Before it spun off independently, the 30-person practice earned revenues of $16 million in both 1999 and 2000, though business suffered after the loss of marchFirst. But the firm managed to post profits "in the hundreds of thousands of dollars," and seven-digit revenue in its first seven months of independent operation. "In the first two months of this year, we have already done about 60 percent of the revenue we did in all of last year," Ma adds. They've had no layoffs since April, and consultant utilization has remained at 95 percent.
Ma counts McKinsey & Company as its only competitor with a capital markets practice and Oliver, Wyman & Company in the risk management area, but he tries to differentiate the firm by making sure that all employees, from junior associates to partners, are dedicated to the firm's singular focus and well versed in stock market and financial services lingo.
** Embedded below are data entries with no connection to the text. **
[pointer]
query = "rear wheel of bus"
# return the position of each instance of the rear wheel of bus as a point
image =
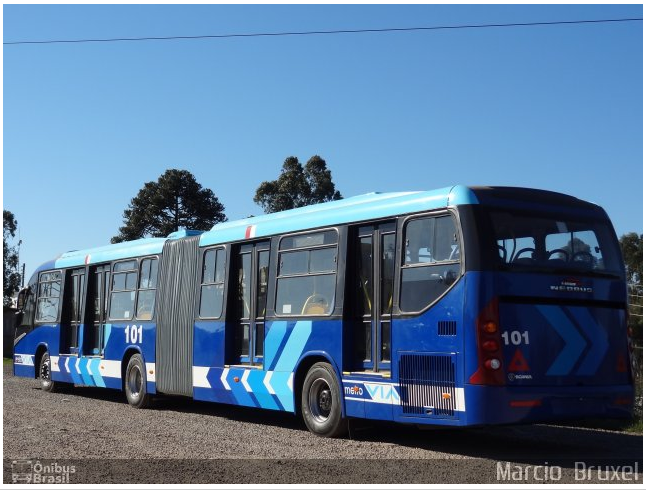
(321, 401)
(135, 383)
(45, 376)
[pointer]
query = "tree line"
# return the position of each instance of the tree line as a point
(176, 200)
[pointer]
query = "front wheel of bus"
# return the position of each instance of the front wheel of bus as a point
(321, 401)
(45, 375)
(135, 383)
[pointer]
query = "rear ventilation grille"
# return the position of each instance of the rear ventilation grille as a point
(447, 327)
(427, 385)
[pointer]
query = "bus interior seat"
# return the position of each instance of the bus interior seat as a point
(316, 304)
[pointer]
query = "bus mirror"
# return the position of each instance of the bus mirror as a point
(22, 299)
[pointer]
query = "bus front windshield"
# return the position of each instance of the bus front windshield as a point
(555, 243)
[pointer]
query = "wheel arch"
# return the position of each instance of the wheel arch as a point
(306, 361)
(125, 359)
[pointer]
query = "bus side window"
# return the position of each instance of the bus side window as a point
(147, 288)
(307, 274)
(124, 286)
(212, 284)
(49, 295)
(424, 279)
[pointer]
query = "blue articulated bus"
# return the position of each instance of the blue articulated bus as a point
(463, 306)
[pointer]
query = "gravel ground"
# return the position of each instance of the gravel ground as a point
(181, 441)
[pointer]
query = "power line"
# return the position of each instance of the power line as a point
(338, 31)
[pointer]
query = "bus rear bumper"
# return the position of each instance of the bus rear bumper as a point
(487, 405)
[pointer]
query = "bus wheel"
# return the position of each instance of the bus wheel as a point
(135, 383)
(321, 401)
(45, 375)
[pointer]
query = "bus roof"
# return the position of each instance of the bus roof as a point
(374, 205)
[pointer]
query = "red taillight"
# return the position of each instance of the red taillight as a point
(490, 327)
(490, 345)
(490, 370)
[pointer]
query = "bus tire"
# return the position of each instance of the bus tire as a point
(135, 383)
(45, 376)
(321, 402)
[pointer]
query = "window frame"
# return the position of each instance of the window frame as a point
(140, 261)
(60, 296)
(401, 265)
(201, 284)
(277, 277)
(113, 264)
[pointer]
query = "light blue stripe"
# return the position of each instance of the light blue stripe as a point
(294, 347)
(369, 206)
(75, 376)
(96, 372)
(107, 330)
(238, 390)
(285, 395)
(255, 381)
(273, 340)
(359, 208)
(85, 372)
(146, 246)
(574, 343)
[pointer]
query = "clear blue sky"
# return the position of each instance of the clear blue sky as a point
(85, 125)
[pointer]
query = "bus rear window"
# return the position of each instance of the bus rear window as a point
(554, 243)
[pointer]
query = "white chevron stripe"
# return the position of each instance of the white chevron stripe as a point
(244, 380)
(150, 366)
(267, 384)
(223, 378)
(200, 377)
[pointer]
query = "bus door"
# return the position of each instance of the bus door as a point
(97, 310)
(71, 319)
(373, 277)
(251, 300)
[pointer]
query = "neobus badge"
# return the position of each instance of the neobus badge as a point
(572, 285)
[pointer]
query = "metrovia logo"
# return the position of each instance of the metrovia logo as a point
(571, 285)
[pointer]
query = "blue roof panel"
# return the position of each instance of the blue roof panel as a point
(365, 207)
(355, 209)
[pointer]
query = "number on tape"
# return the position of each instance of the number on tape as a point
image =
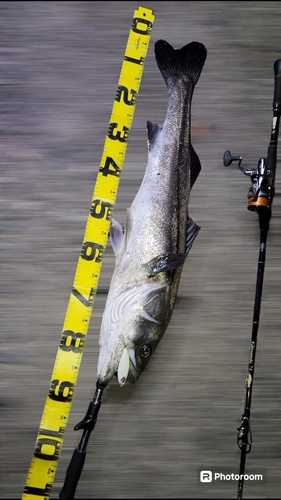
(49, 441)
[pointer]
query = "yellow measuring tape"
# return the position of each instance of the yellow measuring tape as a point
(53, 423)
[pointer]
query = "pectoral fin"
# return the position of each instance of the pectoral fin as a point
(171, 261)
(165, 262)
(123, 367)
(192, 231)
(116, 236)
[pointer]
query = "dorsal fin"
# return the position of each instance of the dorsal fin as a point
(195, 165)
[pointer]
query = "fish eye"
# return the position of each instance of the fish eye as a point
(145, 351)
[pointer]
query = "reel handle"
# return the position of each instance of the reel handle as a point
(228, 159)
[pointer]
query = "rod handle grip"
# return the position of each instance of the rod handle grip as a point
(72, 475)
(277, 83)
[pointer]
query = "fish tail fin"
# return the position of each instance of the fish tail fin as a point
(195, 166)
(175, 63)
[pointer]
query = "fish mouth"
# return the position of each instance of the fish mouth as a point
(127, 369)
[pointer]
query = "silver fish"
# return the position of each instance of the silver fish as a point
(158, 231)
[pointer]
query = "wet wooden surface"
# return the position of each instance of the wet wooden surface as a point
(60, 66)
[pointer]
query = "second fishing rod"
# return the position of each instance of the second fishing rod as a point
(260, 198)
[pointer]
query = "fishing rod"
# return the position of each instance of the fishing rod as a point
(260, 199)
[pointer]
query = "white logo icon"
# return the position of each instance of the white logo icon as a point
(206, 476)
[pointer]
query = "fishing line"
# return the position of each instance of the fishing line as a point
(58, 403)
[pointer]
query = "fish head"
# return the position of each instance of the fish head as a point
(126, 346)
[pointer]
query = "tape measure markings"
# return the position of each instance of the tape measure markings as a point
(55, 415)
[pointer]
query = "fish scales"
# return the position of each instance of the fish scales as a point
(158, 232)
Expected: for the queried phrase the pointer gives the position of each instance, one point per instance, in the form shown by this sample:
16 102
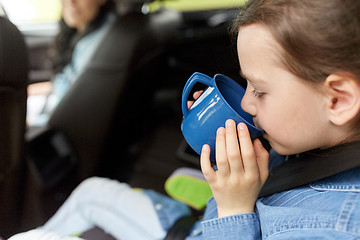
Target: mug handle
196 77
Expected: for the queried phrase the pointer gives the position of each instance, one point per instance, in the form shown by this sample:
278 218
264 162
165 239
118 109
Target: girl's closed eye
257 94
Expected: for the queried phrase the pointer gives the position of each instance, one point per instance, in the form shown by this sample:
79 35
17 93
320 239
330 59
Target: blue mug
219 102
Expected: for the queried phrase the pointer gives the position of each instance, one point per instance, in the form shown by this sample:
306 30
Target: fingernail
229 122
221 130
242 126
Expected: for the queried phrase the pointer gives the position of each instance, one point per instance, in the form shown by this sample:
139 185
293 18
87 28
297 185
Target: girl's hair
68 37
319 37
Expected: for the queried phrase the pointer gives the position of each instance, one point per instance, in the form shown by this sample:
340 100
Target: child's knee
89 185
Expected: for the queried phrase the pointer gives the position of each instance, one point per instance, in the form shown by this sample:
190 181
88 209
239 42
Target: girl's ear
343 91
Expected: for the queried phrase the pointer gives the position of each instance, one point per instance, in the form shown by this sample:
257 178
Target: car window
31 11
37 17
195 5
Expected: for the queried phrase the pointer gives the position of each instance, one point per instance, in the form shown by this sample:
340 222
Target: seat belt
312 166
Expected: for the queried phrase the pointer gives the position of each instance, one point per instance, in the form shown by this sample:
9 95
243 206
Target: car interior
121 119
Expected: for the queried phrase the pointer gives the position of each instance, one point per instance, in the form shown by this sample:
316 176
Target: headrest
13 56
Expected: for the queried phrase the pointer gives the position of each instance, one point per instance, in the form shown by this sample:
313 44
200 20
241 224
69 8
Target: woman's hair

Looking down the road, Ma has no aggressive plans for dozens of offices and thousands of employees, but prefers to grow at a manageable, steady pace. "We want to maintain a close-knit group and keep the revenue-per-consultant very high," Ma says. "I envision three to four offices in places like New York, London, and Boston. We could grow to maybe 200 people, because I would like to get to $200 million in revenue. But a lot of that is contingent on the economy recovering and finding rainmakers to help me get more business."